Oggi compie 89 anni un uomo al quale devo tanto.
Devo a lui le prime immagini della NBA che sono apparse sul vecchio Mivar di mia nonna.
Devo a lui le prime parole in inglese che ho imparato: “frog splash”, “body slam” e “suplex”.
Devo a lui la conoscenza della città più importante degli Stati Uniti: Chattanooga, nel Tennesse.
Devo a lui le sette doghe del letto spezzate per provare a giocare a Slam Ball in casa.
Devo a lui la scelta di non aver mai sanguinato davanti agli squali.
Devo a lui la prima volta che feci commuovere il mio allenatore: in contropiede mi fermai in lunetta e feci arresto e tiro.
Devo a lui il mio odio per i tè Ati, Twinings, San Benedetto ed Estathè.
Devo a lui la conoscenza del teorema matematico secondo il quale una squadra può recuperare tanti punti di svantaggio quanti sono minuti che mancano alla fine.
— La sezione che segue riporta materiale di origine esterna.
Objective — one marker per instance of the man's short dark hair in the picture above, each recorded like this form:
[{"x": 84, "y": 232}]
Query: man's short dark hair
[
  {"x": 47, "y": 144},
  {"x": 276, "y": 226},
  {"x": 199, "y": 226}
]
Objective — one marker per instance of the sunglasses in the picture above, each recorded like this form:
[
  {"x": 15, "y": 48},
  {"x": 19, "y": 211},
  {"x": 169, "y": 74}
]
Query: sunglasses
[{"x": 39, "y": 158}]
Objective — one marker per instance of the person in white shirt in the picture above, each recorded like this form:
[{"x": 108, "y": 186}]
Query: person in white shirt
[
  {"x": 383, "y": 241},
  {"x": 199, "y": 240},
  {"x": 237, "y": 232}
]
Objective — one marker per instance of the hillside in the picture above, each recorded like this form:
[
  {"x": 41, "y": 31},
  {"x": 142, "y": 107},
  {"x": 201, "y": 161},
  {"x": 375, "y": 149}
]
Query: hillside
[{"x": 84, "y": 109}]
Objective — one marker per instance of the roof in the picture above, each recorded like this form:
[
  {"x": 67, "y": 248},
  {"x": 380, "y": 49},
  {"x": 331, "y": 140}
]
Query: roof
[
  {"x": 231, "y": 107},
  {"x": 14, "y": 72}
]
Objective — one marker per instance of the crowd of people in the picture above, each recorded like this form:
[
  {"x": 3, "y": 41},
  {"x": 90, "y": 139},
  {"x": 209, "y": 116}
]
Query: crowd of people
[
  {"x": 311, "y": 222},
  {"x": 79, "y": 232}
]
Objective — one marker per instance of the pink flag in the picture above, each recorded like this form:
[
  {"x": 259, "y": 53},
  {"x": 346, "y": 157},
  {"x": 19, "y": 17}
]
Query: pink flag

Devo a lui la scoperta del ruolo esatto di Kyle Hines, ossia pivot bonsai.
Devo a lui il timing perfetto col quale mia madre ha sempre buttato la pasta.
Devo a lui le lacrime che ho versato quando ha cantato e suonato “Jingle Bell Rock” negli studi di Sportitalia ai tempi della NBA gratis in tv.
Devo a lui quel modo unico, divertente, competente, magico, col quale mi ha fatto innamorare del basket e non solo.